Trade unions yesterday reaffirmed plans to go on strike next month as part of a campaign to increase the minimum wage and threatened to increase the number of workers who have already agreed to strike to more than 100,000.
Last week, Ath Thon, chairman of the Cambodian Labor Confederation, which claims to have 110,000 members, said unions had collected more than 60,000 thumbprints from workers across the country who supported a strike due to take place from Sept 13 to 18.
“I want to say that we will achieve this campaign,” Mr Thon said yesterday. “What the government is doing makes garment workers unhappy.”
Disagreements between unions and employers have arisen over a July 8 decision by the Labor Advisory Committee, a body comprising employers as well as government and government-aligned union representatives, which approved a raise of $5 to $61 per month starting from October.

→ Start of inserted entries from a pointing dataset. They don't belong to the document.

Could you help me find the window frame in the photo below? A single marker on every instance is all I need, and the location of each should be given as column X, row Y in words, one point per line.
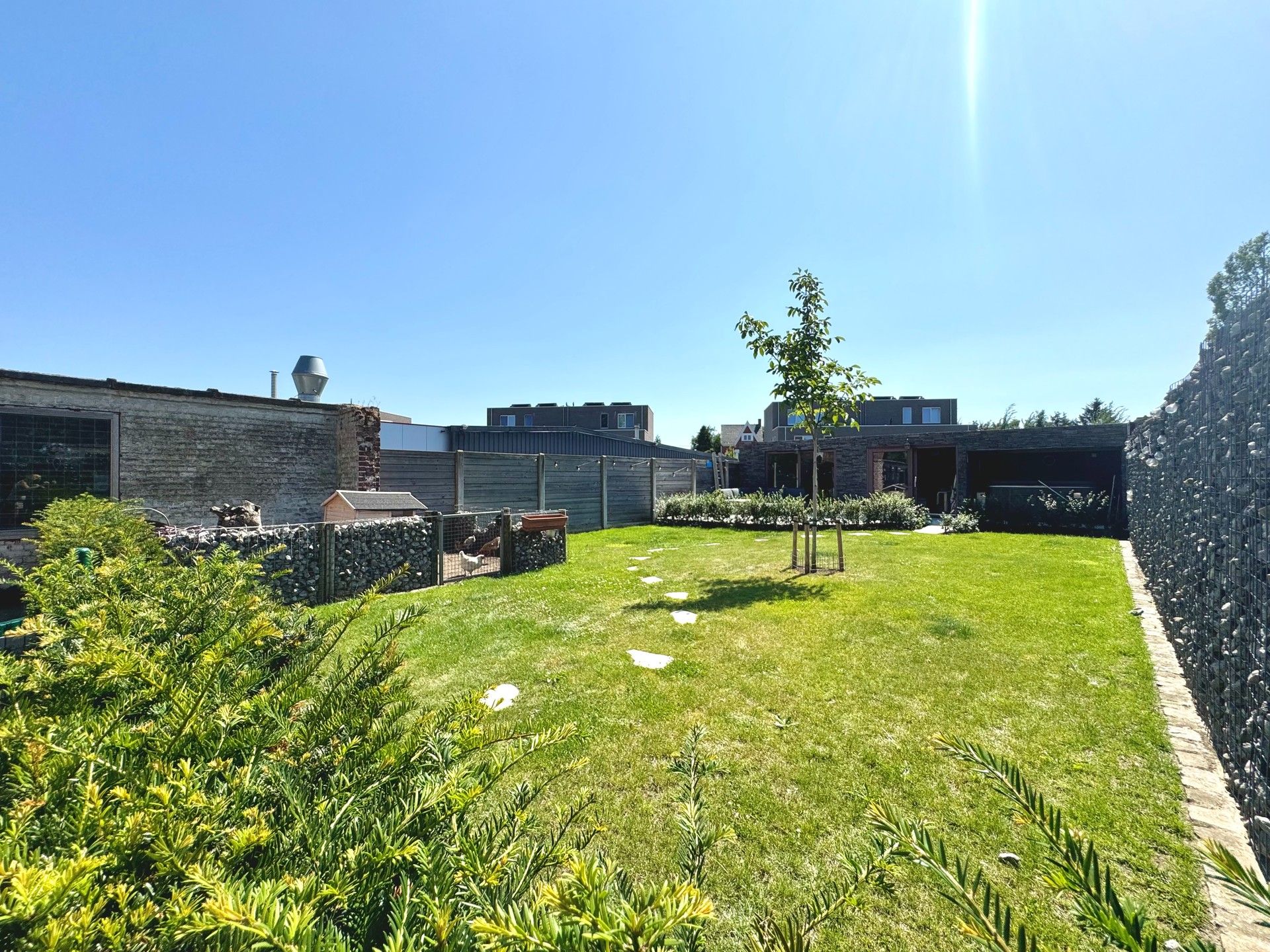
column 70, row 412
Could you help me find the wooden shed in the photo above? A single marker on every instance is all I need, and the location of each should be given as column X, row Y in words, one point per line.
column 355, row 506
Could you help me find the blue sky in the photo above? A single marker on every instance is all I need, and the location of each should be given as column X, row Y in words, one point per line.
column 465, row 205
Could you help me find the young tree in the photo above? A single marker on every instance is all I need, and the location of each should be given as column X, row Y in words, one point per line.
column 1097, row 412
column 812, row 383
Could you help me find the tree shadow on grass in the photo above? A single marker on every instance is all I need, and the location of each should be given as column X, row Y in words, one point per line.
column 720, row 594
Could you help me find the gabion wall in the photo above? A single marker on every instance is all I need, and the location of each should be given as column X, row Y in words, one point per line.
column 1198, row 518
column 536, row 550
column 364, row 553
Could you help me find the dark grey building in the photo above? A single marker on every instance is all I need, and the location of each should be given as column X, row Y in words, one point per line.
column 620, row 418
column 940, row 467
column 916, row 412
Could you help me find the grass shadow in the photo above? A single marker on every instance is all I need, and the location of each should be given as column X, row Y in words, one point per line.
column 720, row 594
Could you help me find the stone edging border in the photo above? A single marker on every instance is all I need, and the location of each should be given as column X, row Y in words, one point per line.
column 1209, row 807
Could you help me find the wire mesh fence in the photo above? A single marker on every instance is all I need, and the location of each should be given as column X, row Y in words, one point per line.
column 816, row 549
column 1198, row 517
column 470, row 545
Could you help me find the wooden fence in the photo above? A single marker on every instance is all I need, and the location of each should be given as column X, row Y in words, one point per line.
column 599, row 492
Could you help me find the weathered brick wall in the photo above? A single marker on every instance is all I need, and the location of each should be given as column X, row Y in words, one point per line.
column 357, row 451
column 1199, row 520
column 185, row 451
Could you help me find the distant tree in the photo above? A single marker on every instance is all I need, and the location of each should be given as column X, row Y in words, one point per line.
column 1097, row 412
column 813, row 385
column 1245, row 278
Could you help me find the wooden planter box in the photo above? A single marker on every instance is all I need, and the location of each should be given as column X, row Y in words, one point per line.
column 541, row 522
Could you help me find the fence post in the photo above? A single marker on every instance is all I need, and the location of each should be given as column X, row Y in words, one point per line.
column 652, row 489
column 327, row 563
column 603, row 492
column 542, row 481
column 506, row 547
column 439, row 549
column 459, row 480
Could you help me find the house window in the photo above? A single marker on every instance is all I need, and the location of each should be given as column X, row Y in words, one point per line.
column 48, row 456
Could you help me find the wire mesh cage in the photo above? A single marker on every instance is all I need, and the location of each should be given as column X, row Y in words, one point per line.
column 470, row 545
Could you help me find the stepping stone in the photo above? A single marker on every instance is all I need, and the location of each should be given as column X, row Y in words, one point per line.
column 501, row 696
column 648, row 659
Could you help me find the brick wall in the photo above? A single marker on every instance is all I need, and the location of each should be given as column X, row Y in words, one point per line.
column 185, row 451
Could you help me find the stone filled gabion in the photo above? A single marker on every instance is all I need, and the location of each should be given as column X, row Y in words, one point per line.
column 1199, row 518
column 536, row 550
column 364, row 554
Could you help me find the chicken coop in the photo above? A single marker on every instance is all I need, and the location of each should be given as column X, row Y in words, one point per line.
column 357, row 506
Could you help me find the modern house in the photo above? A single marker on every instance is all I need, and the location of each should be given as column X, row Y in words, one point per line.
column 736, row 436
column 907, row 412
column 943, row 466
column 621, row 418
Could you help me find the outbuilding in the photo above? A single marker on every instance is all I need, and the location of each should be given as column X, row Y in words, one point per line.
column 356, row 506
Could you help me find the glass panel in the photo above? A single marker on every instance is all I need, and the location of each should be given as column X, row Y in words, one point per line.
column 45, row 457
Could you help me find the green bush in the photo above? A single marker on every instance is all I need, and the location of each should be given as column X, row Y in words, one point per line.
column 880, row 509
column 962, row 522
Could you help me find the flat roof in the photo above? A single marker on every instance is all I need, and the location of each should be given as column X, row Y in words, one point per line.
column 112, row 383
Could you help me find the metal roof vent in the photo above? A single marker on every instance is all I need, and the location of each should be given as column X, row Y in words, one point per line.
column 310, row 379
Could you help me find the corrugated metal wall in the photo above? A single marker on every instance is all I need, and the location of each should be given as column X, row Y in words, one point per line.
column 570, row 481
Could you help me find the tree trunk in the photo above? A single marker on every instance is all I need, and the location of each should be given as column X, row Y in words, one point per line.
column 816, row 491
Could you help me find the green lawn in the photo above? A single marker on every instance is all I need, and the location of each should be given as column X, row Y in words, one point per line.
column 1023, row 643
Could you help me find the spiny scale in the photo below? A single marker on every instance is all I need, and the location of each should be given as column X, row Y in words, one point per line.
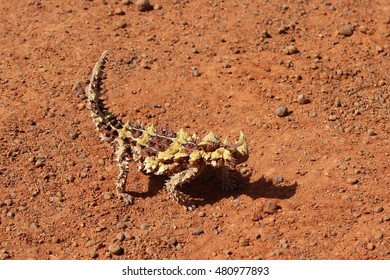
column 161, row 151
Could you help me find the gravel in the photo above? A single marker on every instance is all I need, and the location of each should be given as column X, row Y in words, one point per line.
column 115, row 249
column 270, row 207
column 93, row 254
column 281, row 111
column 291, row 50
column 346, row 30
column 145, row 226
column 379, row 209
column 352, row 181
column 198, row 231
column 370, row 246
column 144, row 5
column 302, row 99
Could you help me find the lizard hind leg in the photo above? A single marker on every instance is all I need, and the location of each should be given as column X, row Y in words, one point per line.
column 122, row 158
column 229, row 182
column 175, row 181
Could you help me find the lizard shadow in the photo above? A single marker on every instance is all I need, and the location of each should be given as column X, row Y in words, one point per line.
column 206, row 189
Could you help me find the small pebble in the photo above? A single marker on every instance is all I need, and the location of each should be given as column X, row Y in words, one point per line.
column 144, row 5
column 93, row 254
column 371, row 132
column 198, row 231
column 108, row 195
column 244, row 242
column 115, row 249
column 281, row 111
column 201, row 214
column 352, row 181
column 73, row 135
column 379, row 209
column 346, row 30
column 145, row 226
column 270, row 207
column 150, row 250
column 378, row 236
column 196, row 73
column 278, row 179
column 119, row 12
column 302, row 99
column 291, row 50
column 121, row 225
column 40, row 163
column 120, row 236
column 172, row 241
column 370, row 246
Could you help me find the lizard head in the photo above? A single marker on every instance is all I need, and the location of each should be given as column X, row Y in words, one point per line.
column 239, row 150
column 221, row 153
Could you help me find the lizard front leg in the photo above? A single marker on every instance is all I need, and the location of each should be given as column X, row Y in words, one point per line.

Unions say that workers need between $75 and $93 to meet Phnom Penh living expenses.
Those in the industry, however, say that margins in the garment sector are already slim enough, especially with prices having dropped by 10 percent over the last year due to particularly high levels of commercial competition.
Speaking at a workshop yesterday designed to provide knowledge to the industry on how to implement the newly adopted minimum wage, Cheath Khemara, senior labor officer for the Garments Manufacturers Association in Cambodia, said that unions had to respect the recent decision over the minimum wage, which was agreed to by 20 of the Labor Advisory Committee’s 25 members.

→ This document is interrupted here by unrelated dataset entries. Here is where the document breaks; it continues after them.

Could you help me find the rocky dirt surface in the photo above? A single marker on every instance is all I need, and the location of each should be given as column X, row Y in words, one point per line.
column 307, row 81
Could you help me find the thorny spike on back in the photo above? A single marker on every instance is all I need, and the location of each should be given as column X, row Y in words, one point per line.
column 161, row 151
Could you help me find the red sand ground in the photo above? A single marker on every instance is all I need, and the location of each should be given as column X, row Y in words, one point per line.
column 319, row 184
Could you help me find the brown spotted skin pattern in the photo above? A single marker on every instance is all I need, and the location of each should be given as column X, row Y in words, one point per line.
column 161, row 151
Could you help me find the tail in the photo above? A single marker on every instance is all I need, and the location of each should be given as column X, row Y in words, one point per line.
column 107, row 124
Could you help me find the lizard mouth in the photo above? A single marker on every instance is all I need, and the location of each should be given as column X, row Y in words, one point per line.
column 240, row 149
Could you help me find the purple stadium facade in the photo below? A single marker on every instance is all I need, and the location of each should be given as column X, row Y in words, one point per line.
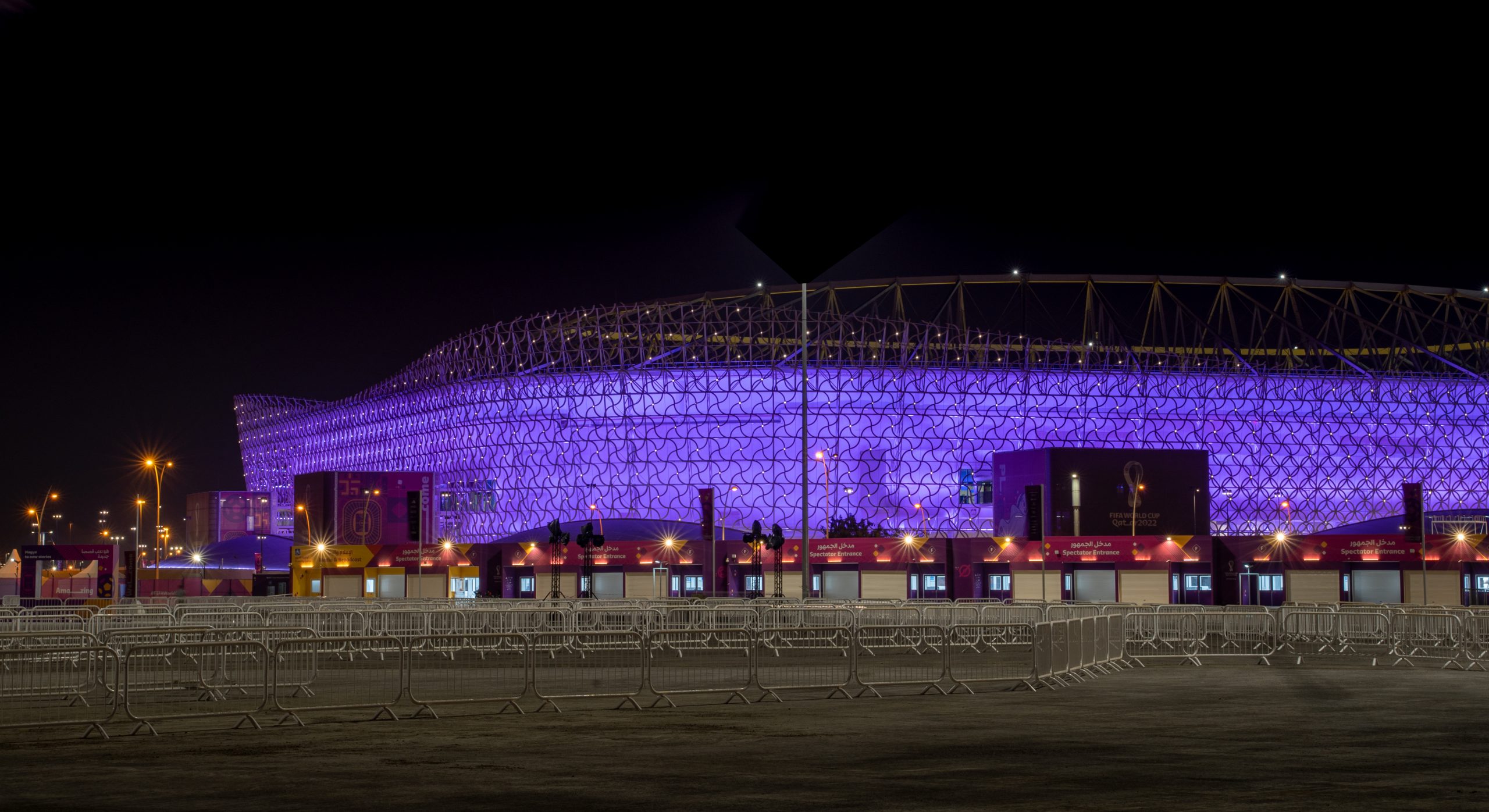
column 1314, row 401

“This is a national decision and it has been officially accepted,” he said.
In Khemera, director of the Labor Ministry’s inspection department, said garment workers would not be able to squeeze anything more out of their employers.
The decision “must guarantee the employer can afford the minimum wage,” he said.
GMAC secretary-General Ken Loo said it was still unclear if 60,000 workers would actually go on strike. The industry currently employs about 285,000 people.
“We aren’t sure that they [the workers] were sure what they were thumbprinting for,” he said. “Of course any work stoppage is not good for the industry.”
Mr Loo added that any strike action would likely demand government action.
“They are not going to conduct themselves in accordance with what a strike or industrial action should look like,” he said, pointing to previous strikes that have resulted in workers blocking the gates to factories. “You are allowed to strike but not by affecting those who want to go to work.”
Chea Mony, president of the Free Trade Union, which claims a membership of 86,000 workers, said yesterday that members from his union would not participate in the strike.